Localization results from one of the noisy datasets are shown in Figure 7. During the first two loops, the SLAM registered every new landmark detected from the forward and down-looking cameras. Because the error covariance increases during the prediction step (11), the covariance ellipse of the first detected landmark (tag-type) had the smallest value; and this contributed to the significant update whenever a large loop-closure occurred. The covariance for the cylindrical landmarks had an elliptical shape at first (Figure 7b), but converged to the circular shape after a few observations (Figure 7c), as the depth estimation described in (8) are available for this type of landmarks. In contrast, the covariance ellipse for the feature landmarks always had a narrow shape as the bearing information was only available. As the DR also has a good short-term performance, its trajectory is similar to the SLAM results until the second loop (Figure 7b). However, when synthetic noise was added from the 3rd loop, the DR estimate started to diverge with accumulating errors (Figure 7c); while the SLAM trajectory recovered from the erroneous state owing to the information from artificial landmarks.

Results for all 5 datasets are shown in Figure 8. We applied different random noises for each dataset. Estimated trajectories and the absolute trajectory errors in Figure 8f support the superiority of the proposed SLAM method, which maintained the bounded errors throughout the entire trajectories.

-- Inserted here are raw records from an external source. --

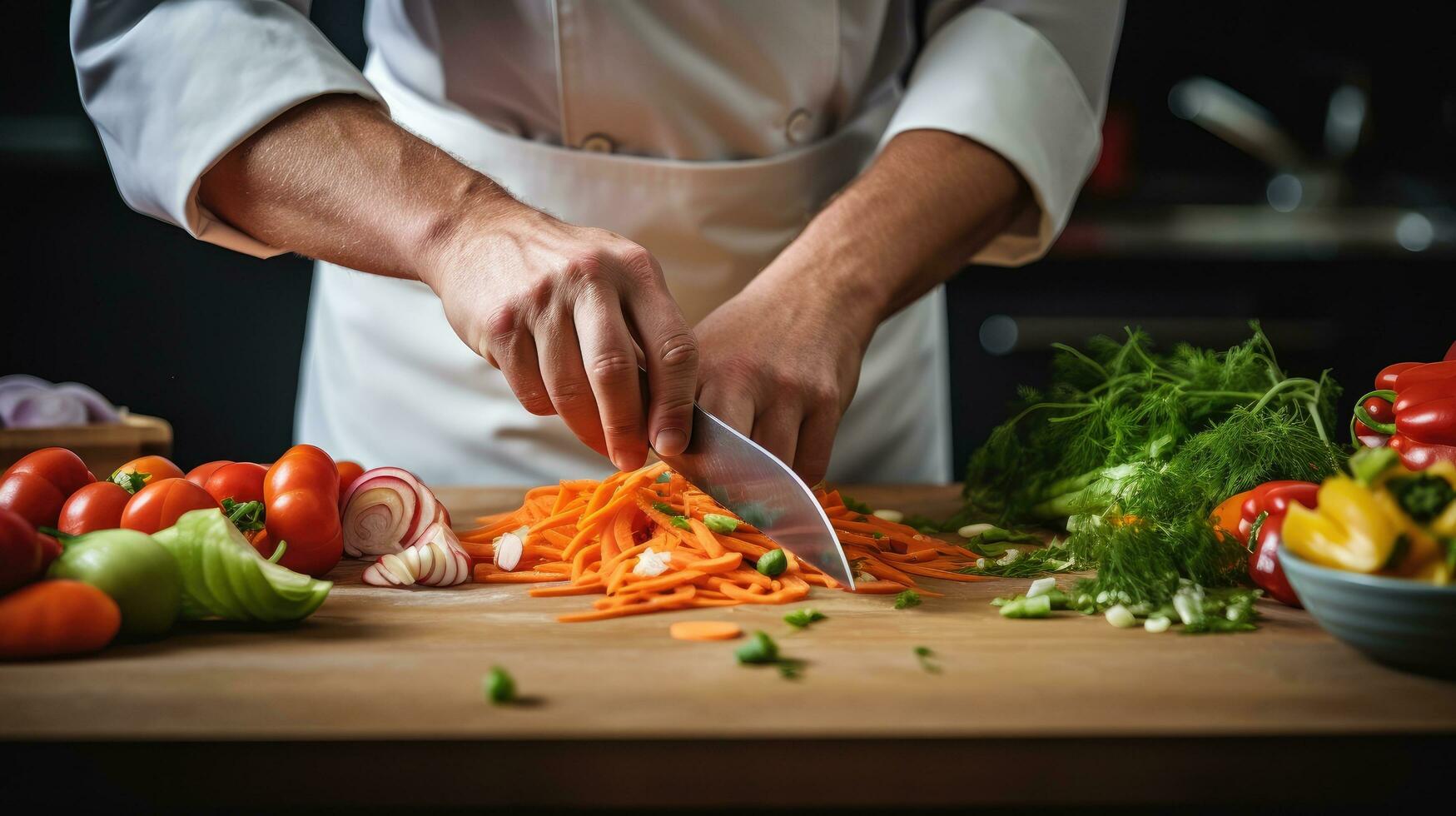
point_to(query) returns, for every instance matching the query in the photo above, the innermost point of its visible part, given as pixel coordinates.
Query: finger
(730, 402)
(567, 381)
(816, 443)
(670, 351)
(777, 429)
(513, 351)
(610, 359)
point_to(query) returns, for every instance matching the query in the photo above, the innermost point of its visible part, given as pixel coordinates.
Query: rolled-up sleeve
(1026, 79)
(174, 87)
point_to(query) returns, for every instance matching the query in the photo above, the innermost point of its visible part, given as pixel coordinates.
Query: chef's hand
(781, 361)
(562, 312)
(781, 366)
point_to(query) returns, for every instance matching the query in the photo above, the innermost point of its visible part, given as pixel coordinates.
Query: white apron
(388, 382)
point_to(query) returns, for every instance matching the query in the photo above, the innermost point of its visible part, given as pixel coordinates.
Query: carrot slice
(705, 629)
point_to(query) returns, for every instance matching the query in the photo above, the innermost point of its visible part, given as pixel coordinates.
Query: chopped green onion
(760, 649)
(907, 600)
(499, 687)
(801, 618)
(773, 563)
(721, 524)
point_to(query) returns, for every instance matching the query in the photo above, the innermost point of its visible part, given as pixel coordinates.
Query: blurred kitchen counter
(377, 699)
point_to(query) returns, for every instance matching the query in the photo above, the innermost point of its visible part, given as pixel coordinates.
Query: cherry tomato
(241, 481)
(301, 497)
(159, 505)
(1226, 516)
(152, 468)
(21, 557)
(348, 472)
(93, 507)
(202, 472)
(40, 483)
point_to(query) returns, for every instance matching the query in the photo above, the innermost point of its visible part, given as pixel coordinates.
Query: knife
(762, 490)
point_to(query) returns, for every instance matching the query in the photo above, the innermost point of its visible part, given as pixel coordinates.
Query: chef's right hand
(562, 312)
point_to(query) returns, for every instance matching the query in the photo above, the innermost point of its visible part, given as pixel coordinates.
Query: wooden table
(377, 699)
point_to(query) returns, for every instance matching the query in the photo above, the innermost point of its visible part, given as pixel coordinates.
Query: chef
(516, 203)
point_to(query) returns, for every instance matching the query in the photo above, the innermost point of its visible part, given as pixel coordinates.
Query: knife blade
(763, 491)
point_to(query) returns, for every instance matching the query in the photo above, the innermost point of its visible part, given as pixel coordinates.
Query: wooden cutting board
(405, 668)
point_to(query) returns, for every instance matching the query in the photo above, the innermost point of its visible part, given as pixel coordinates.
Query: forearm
(334, 178)
(910, 221)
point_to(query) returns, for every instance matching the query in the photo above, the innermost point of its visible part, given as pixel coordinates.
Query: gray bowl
(1397, 621)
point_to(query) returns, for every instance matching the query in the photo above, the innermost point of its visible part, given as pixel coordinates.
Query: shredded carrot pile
(590, 536)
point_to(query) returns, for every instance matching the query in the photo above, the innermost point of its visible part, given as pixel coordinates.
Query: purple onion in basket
(31, 402)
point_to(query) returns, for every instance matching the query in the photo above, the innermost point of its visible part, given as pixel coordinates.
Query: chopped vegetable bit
(1038, 606)
(721, 524)
(651, 563)
(1120, 617)
(1041, 586)
(499, 687)
(801, 618)
(927, 659)
(759, 650)
(773, 563)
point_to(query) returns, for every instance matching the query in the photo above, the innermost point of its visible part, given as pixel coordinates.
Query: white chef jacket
(174, 87)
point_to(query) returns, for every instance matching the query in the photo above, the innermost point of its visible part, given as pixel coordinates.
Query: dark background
(211, 340)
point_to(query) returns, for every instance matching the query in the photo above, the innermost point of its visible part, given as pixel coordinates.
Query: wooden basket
(104, 448)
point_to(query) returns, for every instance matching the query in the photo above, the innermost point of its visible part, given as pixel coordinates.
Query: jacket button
(800, 127)
(597, 143)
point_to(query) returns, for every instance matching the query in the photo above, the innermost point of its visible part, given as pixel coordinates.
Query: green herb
(759, 650)
(927, 659)
(499, 687)
(1135, 449)
(719, 524)
(801, 618)
(132, 483)
(1038, 606)
(1423, 495)
(1369, 462)
(246, 516)
(772, 563)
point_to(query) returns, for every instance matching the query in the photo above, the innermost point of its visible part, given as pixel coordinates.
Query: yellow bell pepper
(1349, 530)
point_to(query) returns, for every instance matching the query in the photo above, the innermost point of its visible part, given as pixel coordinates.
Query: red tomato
(40, 483)
(153, 468)
(93, 507)
(241, 481)
(159, 505)
(202, 472)
(301, 497)
(348, 472)
(21, 557)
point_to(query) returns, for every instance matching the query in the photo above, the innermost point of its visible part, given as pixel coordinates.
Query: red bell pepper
(1261, 524)
(1413, 411)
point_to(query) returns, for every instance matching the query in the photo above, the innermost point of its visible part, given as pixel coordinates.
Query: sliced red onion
(46, 410)
(386, 510)
(435, 560)
(98, 408)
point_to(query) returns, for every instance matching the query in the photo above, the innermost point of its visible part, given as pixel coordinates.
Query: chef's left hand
(781, 365)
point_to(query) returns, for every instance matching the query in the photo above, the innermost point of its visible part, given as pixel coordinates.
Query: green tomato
(134, 570)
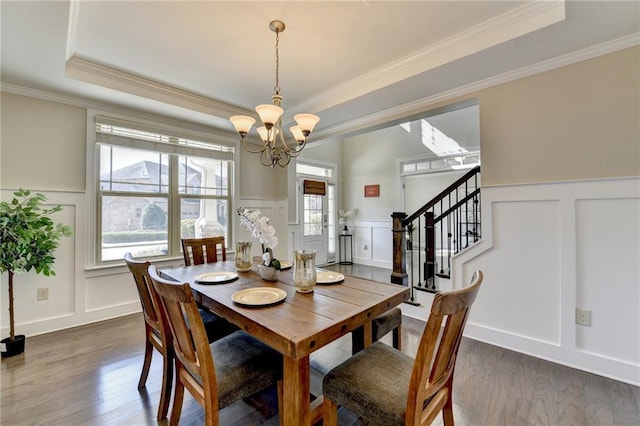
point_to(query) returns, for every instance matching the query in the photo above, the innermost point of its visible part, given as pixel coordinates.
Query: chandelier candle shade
(274, 149)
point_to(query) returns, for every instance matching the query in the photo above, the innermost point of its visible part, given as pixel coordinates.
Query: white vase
(304, 270)
(268, 273)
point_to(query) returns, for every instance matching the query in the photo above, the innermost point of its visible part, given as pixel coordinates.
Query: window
(154, 189)
(312, 215)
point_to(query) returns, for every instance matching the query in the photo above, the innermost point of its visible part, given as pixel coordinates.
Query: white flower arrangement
(263, 232)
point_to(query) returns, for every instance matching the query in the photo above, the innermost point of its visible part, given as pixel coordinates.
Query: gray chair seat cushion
(215, 326)
(386, 322)
(374, 384)
(244, 366)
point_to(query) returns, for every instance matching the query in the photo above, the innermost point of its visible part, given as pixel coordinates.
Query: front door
(314, 225)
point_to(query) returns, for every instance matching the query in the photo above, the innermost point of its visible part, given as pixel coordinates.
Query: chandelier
(274, 149)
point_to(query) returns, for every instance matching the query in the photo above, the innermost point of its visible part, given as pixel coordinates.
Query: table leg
(296, 392)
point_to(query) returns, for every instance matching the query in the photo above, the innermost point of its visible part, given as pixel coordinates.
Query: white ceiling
(353, 63)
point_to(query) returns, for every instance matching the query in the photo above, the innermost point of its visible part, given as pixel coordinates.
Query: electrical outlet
(583, 317)
(43, 293)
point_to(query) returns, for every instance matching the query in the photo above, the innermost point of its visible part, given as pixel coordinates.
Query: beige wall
(576, 122)
(43, 144)
(260, 182)
(44, 148)
(581, 121)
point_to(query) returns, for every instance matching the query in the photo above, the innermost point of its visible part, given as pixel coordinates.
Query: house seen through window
(154, 190)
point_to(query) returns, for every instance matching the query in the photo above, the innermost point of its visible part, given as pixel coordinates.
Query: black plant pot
(15, 347)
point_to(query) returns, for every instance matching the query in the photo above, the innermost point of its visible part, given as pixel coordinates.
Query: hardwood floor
(88, 376)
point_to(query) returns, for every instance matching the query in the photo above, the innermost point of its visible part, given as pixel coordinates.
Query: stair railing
(427, 239)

Table 1. Summary of Absolute Trajectory Errors.

Dataset	RMSE (m)		Max. Error (m)
	DR-Only	SLAM	DR-Only	SLAM
1	1.26	0.68	2.52	1.21
2	1.11	0.66	2.22	1.30
3	1.02	0.67	2.04	1.26
4	1.23	0.64	2.04	1.07
5	1.07	0.69	1.85	1.19
Mean	1.14	0.67	2.13	1.20

summarizes absolute trajectory errors for DR and SLAM. The RMSE of the SLAM trajectory was 0.67 m for 92 m paths. This improved the positioning error of DR by 41.2%. Similarly, the maximum error was reduced by 43.6% when we used the SLAM.

4.3. Discussions

We can verify how each type of landmark contributes to the reduction of position error by examining the ’jumps’ in the AUV trajectories. This analysis is possible because the layout of the landmarks in the experimental setup typically allows for the detection of one type of landmark at a time. It is clear that tag-type landmarks contribute significantly to pose correction, as illustrated in Figure 7c. The influence of a cylindrical landmark is also evident in Figure 7e, where the green circle in the lower right subplot indicates the detected landmark, causing the SLAM pose to jump onto the correct path. The contribution of object-clustered landmarks is harder to explain explicitly; however, we can infer their impact from the fact that the SLAM paths near the object panels exhibit the smallest errors in all cases, as shown in Figure 8.

While the experimental results are promising, there are limitations to consider. The validation was conducted in a controlled basin environment, meaning that the visibility of landmarks may be more challenging in real-world field conditions. To address this issue, deep learning-based image enhancement techniques [30] or multi-modal markers [31] that can be detected by both optical and sonar cameras could be utilized.

5. Conclusions

In this study, visual SLAM for AUVs using artificial landmarks has been investigated. Three types of artificial landmarks were proposed to be used with forward and down-looking cameras available in our AUV. We implemented a conventional EKF-based SLAM framework incorporating a kinematic model of the AUV and landmark observation models. We obtained experimental data from the tests conducted in a basin and validated the performance of the proposed method for the persistent localization scenario. We expect our method to be applied in the area of long-term AUV operations, such as valve-turning in deep-sea platforms or manipulation of nuclear waste in nuclear power plants.